Tag: PID adoption

  • ORCID Database: Inside the Public Data File

    The ORCID database’s annual public data file is a bulk, machine-readable snapshot of every public record in the ORCID registry, released once a year under a CC0 public-domain dedication. It is not the same thing as ORCID’s live summary statistics page — the data file is a static, downloadable dataset built for large-scale analysis of PID adoption, while the statistics page is a running counter of registrations. Together they answer different questions for anyone studying how persistent identifiers are being taken up across research.

    ORCID (Open Researcher and Contributor ID) is a non-profit registry that issues a free, unique 16-character identifier so that individual researchers and contributors can be distinguished from others with similar or identical names. The ORCID database that underpins this registry is what the annual public data file exports in bulk form — and that export is the subject of this analysis.

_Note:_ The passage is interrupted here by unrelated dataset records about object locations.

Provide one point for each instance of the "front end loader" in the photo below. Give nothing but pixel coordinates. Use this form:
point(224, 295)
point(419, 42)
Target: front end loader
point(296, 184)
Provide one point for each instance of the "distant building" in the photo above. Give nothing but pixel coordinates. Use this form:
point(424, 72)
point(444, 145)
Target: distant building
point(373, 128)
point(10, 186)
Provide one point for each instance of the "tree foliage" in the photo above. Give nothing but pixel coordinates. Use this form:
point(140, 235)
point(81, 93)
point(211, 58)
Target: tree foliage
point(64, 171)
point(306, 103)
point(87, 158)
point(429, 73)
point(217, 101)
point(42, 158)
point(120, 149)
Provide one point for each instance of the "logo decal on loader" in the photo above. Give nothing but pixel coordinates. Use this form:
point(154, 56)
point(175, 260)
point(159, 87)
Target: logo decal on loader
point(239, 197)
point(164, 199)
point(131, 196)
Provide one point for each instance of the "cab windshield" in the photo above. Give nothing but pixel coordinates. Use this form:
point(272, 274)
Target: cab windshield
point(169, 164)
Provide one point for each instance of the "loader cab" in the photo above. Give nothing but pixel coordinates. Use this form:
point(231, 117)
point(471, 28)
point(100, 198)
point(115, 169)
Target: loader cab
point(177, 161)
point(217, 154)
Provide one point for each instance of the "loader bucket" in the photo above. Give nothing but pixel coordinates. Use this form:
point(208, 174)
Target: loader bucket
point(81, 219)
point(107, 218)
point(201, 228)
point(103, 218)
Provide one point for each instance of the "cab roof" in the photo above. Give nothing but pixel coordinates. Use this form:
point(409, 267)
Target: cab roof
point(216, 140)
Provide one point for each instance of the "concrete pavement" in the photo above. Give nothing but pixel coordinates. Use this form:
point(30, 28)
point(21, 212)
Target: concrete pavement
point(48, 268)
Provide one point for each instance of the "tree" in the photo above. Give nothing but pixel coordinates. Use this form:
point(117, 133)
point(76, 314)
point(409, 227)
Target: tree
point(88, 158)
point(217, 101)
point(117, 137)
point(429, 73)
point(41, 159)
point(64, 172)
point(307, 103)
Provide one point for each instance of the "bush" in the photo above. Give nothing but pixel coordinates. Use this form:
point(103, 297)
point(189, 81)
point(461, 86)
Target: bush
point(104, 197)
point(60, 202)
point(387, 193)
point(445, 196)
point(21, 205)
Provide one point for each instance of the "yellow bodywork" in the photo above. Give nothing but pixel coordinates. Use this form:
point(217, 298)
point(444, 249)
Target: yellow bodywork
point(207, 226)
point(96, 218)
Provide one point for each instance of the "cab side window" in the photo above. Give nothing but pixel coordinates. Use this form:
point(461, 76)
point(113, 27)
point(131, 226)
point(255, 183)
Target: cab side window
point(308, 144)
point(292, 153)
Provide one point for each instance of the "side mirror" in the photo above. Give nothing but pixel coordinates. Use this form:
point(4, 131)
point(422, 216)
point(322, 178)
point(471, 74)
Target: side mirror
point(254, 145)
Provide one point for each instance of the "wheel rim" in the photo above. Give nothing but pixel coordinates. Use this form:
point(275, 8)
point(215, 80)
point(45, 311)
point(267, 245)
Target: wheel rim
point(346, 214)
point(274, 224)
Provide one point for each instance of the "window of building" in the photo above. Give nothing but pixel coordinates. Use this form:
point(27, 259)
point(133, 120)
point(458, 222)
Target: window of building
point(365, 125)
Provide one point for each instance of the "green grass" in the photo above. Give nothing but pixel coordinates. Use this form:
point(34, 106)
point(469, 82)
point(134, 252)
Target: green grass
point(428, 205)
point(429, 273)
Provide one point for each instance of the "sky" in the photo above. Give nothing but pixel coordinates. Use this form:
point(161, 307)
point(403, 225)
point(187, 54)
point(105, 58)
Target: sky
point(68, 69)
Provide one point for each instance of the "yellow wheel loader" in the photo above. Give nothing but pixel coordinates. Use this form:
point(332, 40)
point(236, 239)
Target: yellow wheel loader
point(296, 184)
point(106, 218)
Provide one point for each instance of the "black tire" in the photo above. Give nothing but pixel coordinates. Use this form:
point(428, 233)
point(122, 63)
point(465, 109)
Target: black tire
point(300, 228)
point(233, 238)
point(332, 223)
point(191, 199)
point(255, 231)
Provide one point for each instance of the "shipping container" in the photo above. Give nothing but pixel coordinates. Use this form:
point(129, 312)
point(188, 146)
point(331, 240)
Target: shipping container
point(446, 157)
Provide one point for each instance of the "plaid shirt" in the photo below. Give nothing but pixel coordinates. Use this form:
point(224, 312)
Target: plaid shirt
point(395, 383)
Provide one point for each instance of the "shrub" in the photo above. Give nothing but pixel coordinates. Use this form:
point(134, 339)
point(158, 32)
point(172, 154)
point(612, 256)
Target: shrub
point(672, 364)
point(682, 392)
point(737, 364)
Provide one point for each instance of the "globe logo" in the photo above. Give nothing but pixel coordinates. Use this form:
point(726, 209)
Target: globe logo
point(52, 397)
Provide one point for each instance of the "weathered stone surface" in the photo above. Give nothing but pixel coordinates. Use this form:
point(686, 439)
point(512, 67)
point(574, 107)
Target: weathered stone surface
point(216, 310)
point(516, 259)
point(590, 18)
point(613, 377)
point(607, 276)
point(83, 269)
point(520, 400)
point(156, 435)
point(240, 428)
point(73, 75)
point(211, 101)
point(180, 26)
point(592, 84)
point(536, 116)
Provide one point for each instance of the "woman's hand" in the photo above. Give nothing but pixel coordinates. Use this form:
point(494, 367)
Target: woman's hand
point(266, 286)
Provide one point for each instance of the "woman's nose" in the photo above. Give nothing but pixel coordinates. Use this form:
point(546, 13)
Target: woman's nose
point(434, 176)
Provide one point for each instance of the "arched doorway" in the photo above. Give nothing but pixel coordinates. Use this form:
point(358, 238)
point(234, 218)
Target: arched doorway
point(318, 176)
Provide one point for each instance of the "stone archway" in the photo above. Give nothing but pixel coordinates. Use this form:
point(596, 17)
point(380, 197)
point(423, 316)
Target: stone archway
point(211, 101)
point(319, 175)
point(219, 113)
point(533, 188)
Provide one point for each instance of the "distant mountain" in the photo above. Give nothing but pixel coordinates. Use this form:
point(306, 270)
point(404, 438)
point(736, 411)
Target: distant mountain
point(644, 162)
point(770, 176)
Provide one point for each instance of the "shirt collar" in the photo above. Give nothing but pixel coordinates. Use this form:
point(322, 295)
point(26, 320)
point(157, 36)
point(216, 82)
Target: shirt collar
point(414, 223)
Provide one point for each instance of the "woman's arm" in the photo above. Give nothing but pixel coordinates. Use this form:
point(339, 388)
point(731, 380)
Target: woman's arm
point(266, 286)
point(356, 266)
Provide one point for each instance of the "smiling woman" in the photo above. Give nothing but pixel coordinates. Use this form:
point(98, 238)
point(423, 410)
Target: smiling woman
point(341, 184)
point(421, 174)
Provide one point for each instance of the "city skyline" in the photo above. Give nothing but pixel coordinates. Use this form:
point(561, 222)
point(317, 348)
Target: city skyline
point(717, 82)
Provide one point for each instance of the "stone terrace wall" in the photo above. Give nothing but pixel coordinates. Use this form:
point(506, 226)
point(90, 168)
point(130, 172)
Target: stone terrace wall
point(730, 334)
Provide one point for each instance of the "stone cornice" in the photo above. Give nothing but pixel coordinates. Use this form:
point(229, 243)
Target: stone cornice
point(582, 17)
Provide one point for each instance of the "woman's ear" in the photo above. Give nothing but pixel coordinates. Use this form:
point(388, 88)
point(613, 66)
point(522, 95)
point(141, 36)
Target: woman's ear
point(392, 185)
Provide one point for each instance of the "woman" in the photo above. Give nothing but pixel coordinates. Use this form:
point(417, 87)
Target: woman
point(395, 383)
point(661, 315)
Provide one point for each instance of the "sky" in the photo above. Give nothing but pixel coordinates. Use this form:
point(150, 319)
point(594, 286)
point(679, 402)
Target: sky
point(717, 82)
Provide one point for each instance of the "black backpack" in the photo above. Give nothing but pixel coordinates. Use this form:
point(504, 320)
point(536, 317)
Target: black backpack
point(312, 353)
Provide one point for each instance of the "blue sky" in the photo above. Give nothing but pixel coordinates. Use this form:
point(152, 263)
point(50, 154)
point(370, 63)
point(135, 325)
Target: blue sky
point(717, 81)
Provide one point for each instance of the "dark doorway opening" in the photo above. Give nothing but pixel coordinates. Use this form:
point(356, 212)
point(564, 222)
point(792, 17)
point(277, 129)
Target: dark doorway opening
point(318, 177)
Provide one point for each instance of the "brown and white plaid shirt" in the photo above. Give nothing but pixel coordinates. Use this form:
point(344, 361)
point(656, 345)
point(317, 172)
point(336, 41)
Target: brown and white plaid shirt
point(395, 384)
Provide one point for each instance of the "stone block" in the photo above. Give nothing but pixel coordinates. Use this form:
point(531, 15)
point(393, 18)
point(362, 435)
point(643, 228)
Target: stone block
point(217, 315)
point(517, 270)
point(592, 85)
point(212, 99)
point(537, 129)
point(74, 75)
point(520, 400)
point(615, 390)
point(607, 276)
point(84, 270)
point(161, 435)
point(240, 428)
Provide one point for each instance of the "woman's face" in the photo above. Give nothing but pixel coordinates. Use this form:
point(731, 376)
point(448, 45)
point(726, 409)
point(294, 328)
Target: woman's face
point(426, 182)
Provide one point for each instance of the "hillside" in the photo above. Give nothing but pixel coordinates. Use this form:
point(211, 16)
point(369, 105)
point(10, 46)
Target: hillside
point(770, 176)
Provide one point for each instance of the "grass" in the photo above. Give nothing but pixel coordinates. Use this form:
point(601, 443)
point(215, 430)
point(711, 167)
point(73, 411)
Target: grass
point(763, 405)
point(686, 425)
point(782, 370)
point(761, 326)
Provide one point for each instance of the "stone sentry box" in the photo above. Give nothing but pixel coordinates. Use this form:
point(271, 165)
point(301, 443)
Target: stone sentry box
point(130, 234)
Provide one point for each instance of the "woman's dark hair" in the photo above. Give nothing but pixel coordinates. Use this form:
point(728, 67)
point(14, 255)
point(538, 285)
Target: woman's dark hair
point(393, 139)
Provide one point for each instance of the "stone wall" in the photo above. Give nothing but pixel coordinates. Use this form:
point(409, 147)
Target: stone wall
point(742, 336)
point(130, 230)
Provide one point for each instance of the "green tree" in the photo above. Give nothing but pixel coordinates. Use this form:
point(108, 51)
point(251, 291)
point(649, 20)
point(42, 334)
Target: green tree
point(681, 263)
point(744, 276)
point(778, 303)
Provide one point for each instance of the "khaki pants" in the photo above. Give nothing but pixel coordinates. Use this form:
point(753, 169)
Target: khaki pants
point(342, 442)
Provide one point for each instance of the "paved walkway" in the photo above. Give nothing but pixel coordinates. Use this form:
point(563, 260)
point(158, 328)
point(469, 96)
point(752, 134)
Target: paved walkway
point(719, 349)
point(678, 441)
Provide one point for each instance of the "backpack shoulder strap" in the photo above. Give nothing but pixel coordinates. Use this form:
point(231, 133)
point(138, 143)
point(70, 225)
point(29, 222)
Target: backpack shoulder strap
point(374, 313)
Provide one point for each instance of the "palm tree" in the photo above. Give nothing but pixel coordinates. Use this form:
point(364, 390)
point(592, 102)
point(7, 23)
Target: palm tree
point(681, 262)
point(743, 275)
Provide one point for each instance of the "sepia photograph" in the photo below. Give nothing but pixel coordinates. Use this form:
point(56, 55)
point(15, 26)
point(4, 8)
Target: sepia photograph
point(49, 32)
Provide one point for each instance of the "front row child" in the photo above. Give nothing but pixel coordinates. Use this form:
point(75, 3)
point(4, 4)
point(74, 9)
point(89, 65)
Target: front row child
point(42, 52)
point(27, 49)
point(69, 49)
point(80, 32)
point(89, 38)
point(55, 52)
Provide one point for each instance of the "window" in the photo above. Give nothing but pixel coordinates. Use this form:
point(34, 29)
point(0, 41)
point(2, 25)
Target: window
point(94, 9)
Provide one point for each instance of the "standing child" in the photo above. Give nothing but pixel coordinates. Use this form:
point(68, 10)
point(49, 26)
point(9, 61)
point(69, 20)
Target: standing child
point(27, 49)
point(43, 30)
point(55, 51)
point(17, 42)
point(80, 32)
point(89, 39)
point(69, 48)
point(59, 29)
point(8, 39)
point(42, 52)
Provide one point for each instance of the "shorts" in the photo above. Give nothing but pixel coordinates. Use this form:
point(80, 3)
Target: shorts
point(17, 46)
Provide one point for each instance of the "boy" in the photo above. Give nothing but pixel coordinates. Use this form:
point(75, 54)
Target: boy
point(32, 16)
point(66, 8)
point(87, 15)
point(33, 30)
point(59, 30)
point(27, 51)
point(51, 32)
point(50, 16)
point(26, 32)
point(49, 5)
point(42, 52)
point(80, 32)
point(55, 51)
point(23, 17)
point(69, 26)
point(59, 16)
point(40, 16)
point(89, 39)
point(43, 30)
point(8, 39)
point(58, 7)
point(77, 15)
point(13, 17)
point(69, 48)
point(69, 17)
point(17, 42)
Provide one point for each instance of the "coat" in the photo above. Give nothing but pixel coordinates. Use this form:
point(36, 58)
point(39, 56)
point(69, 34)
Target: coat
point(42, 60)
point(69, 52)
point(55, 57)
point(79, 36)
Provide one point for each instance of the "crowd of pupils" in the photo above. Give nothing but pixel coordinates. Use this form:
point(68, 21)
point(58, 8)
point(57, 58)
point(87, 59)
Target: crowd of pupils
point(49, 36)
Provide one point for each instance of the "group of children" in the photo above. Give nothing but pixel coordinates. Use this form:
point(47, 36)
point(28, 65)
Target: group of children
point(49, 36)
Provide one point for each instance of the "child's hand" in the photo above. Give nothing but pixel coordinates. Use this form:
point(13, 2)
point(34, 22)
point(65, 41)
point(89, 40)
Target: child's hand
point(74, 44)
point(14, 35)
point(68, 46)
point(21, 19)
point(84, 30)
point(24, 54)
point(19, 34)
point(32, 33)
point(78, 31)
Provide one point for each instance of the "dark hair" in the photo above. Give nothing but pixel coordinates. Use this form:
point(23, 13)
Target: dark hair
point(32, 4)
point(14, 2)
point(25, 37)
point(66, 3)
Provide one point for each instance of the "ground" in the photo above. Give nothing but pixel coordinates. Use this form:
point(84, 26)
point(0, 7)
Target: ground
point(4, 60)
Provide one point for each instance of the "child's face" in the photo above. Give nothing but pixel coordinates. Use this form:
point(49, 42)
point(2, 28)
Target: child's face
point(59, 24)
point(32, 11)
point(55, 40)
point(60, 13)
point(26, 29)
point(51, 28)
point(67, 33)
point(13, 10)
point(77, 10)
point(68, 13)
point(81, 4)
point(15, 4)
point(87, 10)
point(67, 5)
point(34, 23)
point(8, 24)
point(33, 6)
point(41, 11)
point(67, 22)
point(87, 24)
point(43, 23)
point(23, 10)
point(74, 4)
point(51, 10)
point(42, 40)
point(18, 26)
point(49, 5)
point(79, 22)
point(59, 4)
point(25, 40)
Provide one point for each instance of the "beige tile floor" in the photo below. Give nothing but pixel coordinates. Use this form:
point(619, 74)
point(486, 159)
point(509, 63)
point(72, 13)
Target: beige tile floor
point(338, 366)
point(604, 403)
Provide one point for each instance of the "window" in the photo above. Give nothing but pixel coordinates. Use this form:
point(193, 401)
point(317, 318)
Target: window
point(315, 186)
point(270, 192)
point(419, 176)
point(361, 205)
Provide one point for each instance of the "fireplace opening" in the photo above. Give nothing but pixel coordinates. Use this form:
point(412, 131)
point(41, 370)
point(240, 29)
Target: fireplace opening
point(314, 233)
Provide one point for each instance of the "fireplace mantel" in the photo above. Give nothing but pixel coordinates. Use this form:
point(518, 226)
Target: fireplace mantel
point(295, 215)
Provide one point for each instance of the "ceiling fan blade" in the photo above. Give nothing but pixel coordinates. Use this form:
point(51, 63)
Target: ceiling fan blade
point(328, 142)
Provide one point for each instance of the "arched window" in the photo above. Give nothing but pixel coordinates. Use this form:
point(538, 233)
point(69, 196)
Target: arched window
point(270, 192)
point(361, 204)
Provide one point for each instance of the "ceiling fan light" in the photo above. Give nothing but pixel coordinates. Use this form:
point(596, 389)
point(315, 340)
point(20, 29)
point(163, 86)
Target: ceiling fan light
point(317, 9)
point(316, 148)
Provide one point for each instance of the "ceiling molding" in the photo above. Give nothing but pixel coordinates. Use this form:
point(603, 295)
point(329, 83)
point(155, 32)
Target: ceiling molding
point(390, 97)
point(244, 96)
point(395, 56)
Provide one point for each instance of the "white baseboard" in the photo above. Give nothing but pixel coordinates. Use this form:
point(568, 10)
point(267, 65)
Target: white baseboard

    What is the ORCID public data file?

    The ORCID public data file is a full export of every field that ORCID record-holders have marked as publicly visible, packaged as a single downloadable dataset rather than served record-by-record through the API. ORCID has released one of these files annually since 2013, hosting each release on the Figshare repository with a persistent DOI so that the exact version used in a study can always be cited.

    Access requires no ORCID membership and no API credentials. Anyone — a bibliometrician, a funder’s policy team, a university library, or an independent developer — can download the file directly. This “no gatekeeping” design is deliberate: ORCID’s registry exists to resolve author-name ambiguity across the whole scholarly ecosystem, and the organisation has treated bulk openness of public data as part of that public-interest mandate since the file’s first release.

    What does the annual dataset actually contain?

    Since the 2018 release, the public data file has been split into two components rather than one monolithic archive. This structural change reflects the growing size and complexity of individual records as ORCID’s activity metadata schema expanded.

    • Summaries file: one compact record per ORCID iD, covering biography, employment, education and other profile-level fields.
    • Activity files: separate, more granular files carrying the full public detail of works, funding, peer review and other activities linked to each iD.

    Both components are distributed as XML, the format ORCID’s underlying registry schema is built on; community-maintained conversion tools exist for teams that prefer JSON for downstream processing. Because works metadata in the schema can also carry contributor-role tags, the dataset increasingly includes role-level authorship detail as well as bare authorship claims — useful for anyone tracking how granular contribution reporting is spreading, distinct from simple co-authorship lists.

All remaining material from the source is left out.